For states such as North Dakota and South Dakota, stimulus funds can comprise more than 40 percent of their annual highway spending while in New York and Texas, they account for about 14 percent, the Reason Foundation, a self-described “libertarian” policy group based in Los Angeles, said in the report.
“Given the focus of stimulus funds on projects that are likely to significantly impact system condition, their impact should be largest in smaller rural states that already have relatively good systems,” the report concluded. Funds distributed through the stimulus package made up about 22 percent of all states’ road spending in 2008, it said.
Nationwide, the overall condition of the state-owned highway system “has never been in better shape,” the study said. Reason based that assessment on 11 “indicators” that include spending on highways, pavement and bridge condition, urban interstate congestion, fatality rates and narrow rural lanes, which are reported to the Federal Highway Administration.
The highway funds, from the $787 billion American Recovery and Reinvestment Act passed last year, included $26.6 billion to finance almost 13,000 projects through Feb. 26. The money mostly went into “shovel ready” projects near bid and construction.
No Allocation Changes
“Allocations of stimulus funds paralleled the existing federal highway aid program allocating funds to each state,” said Cathy St. Dennis, a Federal Highway Administration spokeswoman. “When you look at the data, California and the other big states got the most money. There was no intent to favor the small states.”

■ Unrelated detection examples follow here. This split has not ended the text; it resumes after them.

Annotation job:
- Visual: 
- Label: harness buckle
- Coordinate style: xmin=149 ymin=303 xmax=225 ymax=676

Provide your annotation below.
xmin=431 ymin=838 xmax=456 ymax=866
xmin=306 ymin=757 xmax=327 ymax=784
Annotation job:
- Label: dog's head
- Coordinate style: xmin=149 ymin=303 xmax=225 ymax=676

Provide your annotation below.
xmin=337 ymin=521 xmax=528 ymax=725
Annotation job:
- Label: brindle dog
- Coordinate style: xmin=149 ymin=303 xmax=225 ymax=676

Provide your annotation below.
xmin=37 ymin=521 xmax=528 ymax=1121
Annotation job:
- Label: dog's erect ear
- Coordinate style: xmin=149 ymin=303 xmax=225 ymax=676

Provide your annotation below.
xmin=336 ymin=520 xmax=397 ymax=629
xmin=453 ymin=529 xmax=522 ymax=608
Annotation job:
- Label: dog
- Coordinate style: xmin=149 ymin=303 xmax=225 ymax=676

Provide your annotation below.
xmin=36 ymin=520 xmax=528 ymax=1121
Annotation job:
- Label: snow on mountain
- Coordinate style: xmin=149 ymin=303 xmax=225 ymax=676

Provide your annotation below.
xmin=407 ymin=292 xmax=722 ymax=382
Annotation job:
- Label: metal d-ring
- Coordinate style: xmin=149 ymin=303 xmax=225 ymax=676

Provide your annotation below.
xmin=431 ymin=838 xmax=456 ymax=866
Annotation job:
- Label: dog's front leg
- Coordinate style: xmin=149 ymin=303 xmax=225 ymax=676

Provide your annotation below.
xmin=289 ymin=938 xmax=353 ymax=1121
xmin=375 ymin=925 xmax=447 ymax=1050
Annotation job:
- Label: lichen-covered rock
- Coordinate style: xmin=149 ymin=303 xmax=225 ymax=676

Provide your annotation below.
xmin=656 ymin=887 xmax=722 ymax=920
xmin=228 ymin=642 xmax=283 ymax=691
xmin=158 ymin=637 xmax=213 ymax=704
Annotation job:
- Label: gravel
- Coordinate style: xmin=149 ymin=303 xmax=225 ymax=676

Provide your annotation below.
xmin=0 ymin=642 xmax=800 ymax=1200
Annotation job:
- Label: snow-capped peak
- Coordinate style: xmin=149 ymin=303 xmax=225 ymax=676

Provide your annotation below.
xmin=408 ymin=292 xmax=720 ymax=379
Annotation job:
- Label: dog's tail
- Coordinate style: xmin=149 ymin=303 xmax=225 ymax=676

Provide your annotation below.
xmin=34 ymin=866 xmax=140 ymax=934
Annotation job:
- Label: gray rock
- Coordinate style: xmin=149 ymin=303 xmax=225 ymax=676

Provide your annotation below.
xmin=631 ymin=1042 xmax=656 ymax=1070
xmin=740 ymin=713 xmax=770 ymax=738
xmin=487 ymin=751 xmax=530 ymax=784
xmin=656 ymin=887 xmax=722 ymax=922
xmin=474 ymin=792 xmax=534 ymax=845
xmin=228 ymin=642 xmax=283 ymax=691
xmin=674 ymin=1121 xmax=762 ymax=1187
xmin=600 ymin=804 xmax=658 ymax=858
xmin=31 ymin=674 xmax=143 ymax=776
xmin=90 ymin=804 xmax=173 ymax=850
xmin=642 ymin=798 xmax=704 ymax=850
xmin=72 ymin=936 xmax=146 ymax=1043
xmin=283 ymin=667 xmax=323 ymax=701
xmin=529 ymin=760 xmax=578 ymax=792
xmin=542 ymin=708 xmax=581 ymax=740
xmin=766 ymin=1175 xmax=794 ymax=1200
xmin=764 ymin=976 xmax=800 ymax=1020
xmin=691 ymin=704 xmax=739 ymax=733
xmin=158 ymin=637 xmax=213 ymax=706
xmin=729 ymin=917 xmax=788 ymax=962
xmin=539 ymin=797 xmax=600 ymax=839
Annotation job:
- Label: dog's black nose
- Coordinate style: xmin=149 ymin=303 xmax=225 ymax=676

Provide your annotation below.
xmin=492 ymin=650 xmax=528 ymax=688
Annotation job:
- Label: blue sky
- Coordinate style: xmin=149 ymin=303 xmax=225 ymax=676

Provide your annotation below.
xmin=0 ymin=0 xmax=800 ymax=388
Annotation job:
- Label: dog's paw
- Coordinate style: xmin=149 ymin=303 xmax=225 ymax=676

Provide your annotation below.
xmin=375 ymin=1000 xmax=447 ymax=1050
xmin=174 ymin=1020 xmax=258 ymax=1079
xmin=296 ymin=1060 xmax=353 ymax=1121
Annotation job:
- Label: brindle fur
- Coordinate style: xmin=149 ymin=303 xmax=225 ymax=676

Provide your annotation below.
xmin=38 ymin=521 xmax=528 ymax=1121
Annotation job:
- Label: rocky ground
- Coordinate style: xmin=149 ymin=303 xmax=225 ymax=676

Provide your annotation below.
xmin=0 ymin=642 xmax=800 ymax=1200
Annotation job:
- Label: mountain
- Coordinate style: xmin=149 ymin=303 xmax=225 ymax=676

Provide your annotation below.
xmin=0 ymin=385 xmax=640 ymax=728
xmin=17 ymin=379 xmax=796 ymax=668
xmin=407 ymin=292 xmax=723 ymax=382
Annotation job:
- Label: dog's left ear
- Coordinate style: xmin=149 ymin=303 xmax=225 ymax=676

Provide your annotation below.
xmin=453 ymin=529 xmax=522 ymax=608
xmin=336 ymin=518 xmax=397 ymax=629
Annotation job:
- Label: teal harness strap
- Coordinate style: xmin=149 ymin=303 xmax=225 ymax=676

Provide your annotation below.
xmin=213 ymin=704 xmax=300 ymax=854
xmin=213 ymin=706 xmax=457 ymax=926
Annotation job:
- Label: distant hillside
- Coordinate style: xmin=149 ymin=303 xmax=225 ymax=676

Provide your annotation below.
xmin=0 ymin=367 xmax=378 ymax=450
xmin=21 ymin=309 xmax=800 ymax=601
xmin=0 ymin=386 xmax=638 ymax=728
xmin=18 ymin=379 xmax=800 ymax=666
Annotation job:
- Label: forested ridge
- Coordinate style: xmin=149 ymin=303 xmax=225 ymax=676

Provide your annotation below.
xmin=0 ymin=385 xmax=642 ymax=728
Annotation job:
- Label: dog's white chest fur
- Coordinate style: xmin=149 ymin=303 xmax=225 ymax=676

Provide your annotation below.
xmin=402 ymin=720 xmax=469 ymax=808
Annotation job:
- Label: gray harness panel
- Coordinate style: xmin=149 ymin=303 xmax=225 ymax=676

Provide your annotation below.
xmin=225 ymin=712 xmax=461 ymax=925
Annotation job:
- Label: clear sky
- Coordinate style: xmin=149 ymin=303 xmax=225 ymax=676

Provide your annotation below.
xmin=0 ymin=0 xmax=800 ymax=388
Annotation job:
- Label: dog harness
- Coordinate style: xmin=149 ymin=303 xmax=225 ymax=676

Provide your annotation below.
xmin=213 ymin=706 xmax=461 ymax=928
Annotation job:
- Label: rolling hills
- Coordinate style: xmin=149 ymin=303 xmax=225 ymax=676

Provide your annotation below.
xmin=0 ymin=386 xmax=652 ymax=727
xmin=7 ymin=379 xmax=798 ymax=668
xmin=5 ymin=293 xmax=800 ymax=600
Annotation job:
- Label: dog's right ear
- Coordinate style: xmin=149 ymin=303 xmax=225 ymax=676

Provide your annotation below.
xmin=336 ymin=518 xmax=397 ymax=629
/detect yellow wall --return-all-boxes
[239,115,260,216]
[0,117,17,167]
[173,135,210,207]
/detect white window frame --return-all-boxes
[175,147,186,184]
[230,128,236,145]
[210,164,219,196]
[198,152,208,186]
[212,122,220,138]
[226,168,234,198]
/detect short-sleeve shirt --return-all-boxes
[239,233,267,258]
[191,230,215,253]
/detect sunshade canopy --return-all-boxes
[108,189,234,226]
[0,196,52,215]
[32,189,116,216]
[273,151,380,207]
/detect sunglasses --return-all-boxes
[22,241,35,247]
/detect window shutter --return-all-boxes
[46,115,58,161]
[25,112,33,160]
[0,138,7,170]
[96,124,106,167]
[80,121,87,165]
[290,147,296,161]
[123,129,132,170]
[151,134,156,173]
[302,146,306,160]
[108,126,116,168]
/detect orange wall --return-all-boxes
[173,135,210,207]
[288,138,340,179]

North Dakota, followed by Montana, Kansas, New Mexico and Nebraska, led all 50 states in road performance, the Reason study said. North Dakota spent $371 million on its roads and bridges in 2008 and received $167.1 million, or 45 percent, in highway stimulus funds in 2009, the foundation said.
Rhode Island, Alaska, California, Hawaii, New York and New Jersey stood at the bottom of the rankings. New York, which ranked 46th in performance, just behind New Jersey, spent $6.6 billion on roads in 2008 and got $944.5 million, or 14.4 percent of its road budget, in U.S. stimulus funds last year. California, ranked 48th, spent $10 billion and received $2.5 billion, or 25 percent, from the federal program, the study said.
“The impact of stimulus funds is likely to accentuate the differences between high-performing (generally smaller, rural) and low-performing (generally larger, urban) states,” the report concluded.
Because of the recession, automobile travel fell about 3.5 percent in 2008 from 2007, reducing congestion, fatality rates, and road deterioration. That result, combined with the infusion of federal aid, “has given the states some breathing room in addressing long-delayed construction work, and may have led to better overall system performance,” the study said.
“The recession is partly responsible for the improvement in road conditions,” the foundation said in announcing the results of its 19th annual assessment of U.S. highways. “People are driving less, which has helped slow pavement deterioration and reduced traffic congestion and fatalities.”
A continuing recession would slow future federal and state fuel tax revenues, and make future repairs more difficult, the report warned, citing a national unemployment rate that jumped to 9.5 percent in July from 4.4 percent in May 2007.
“These economic shocks have had a significant effect on the flow of tax revenues to state coffers,” the report said, “perhaps making future repairs more difficult.”